We all know how we got here. Trades that helped the Royals win the World Series and the tragic loss of Yordano Ventura, yes, but many others too. Alex Gordon’s contract that was an obvious factor in neither Hosmer and Moustakus being here, dreadful drafting with high picks for near a decade, and one thing I haven’t heard talked about much at all, the fact that the Royals touted Latin pipeline seems to have dried up all of a sudden. Besides Mondesi, Melbrys Vilorio is the only young home-grown Latin player to come to the plate for the Royals this year, and obviously he wouldn’t have if not for the longstanding shining star in this category, Perez, was able to play. And pitching? The recent 6 1/3 innings from Carlos Hernandez is the sum and substance of it.

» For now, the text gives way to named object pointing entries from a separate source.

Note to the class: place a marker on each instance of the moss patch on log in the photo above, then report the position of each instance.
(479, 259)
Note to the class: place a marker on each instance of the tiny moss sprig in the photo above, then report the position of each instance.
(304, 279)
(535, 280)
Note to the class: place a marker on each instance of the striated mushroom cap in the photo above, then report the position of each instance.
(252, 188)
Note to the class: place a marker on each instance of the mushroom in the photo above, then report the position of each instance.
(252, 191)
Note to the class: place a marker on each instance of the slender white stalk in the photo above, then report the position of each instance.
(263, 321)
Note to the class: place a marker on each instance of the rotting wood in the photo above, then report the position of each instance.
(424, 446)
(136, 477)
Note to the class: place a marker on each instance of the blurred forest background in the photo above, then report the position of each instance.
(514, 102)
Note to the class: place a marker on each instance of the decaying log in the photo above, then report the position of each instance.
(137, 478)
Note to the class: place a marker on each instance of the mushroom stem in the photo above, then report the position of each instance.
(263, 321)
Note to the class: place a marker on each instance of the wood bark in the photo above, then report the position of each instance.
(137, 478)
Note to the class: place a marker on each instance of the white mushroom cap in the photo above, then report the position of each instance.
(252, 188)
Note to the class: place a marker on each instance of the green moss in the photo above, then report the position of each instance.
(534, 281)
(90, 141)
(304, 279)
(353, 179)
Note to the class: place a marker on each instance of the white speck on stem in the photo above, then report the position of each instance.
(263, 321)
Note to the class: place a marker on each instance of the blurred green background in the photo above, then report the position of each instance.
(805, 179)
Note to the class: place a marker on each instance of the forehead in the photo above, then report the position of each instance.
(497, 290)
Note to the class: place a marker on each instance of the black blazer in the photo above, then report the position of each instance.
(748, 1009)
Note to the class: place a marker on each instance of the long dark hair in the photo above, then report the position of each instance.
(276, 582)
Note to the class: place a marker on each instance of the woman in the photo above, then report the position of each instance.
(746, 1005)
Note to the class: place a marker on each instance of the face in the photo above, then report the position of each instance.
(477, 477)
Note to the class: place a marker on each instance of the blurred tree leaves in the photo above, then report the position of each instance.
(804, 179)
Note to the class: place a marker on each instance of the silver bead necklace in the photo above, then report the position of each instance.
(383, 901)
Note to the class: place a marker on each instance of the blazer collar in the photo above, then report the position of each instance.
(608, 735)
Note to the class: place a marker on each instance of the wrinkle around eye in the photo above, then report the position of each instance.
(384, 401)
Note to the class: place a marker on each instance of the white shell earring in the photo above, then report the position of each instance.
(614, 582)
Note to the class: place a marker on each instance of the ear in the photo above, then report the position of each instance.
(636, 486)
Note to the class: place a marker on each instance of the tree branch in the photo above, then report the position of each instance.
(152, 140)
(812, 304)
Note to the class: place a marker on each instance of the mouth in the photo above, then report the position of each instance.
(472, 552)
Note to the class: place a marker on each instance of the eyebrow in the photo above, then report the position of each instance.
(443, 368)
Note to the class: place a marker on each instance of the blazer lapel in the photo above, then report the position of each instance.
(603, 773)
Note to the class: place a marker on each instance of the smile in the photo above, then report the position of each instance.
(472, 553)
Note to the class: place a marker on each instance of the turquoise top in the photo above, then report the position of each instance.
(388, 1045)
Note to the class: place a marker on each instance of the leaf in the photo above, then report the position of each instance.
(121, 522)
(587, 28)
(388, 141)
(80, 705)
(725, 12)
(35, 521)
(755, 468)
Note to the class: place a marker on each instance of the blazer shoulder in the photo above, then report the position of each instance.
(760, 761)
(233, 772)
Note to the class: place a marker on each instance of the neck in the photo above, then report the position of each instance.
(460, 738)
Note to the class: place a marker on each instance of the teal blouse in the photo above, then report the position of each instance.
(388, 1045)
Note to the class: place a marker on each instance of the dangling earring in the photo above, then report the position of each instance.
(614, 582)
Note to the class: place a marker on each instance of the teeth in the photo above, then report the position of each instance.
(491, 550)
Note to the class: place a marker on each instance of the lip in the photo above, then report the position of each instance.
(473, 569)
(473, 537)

Clearly, creating some hope lies in the arms of the college pitchers the Royals have loaded up on in the past couple of years. Singer and Bubic are getting their feet wet this year, and even though they have ERA’s around five or over, they have showed enough encouraging poise and stuff. Behind them are Kowar and Lynch and Lacy and a couple others. The Royals do need an Indians-like run of starters to create a Tampa Bay style of squad (though they do it in a different way), that is built on their staff, although their anonymous offense is making noise this year, too.
2020 has sucked in so many ways for all of us, and unfortunately, the Royals have been no summertime elixir for our woes. That is in the capable hands of the Chiefs right now moving into the fall, as we appear to have unfortunately returned to a Kansas City sports tradition that euphemistically states that good baseball and good football can rarely co-exist. Sporting KC has injected a welcome option in the other kind of football for at least some.
Dayton Moore and his team gifted Kansas City with the unique to its sport small-market title, and after the subsequent crash, Moore noted that this time around he wanted to build something that could be more lasting, like the manly consistent success of Oakland and the aforementioned Rays.His track record deserves respect, but it‘s mighty hard right now to to view the landscape and not feel a lack of confidence that anything close to that is coming anytime soon. But it’s hard to view the landscape of a lot of things right now and feel that way.
Whether a full (please, please) season in 2021 with sunshine and fans (pretty please) brings more hope for the Royals as far as a winning product remains to be seen. But I will gladly take a first step with the other items, as in baseball, and life, we want 2020 to just flat go away.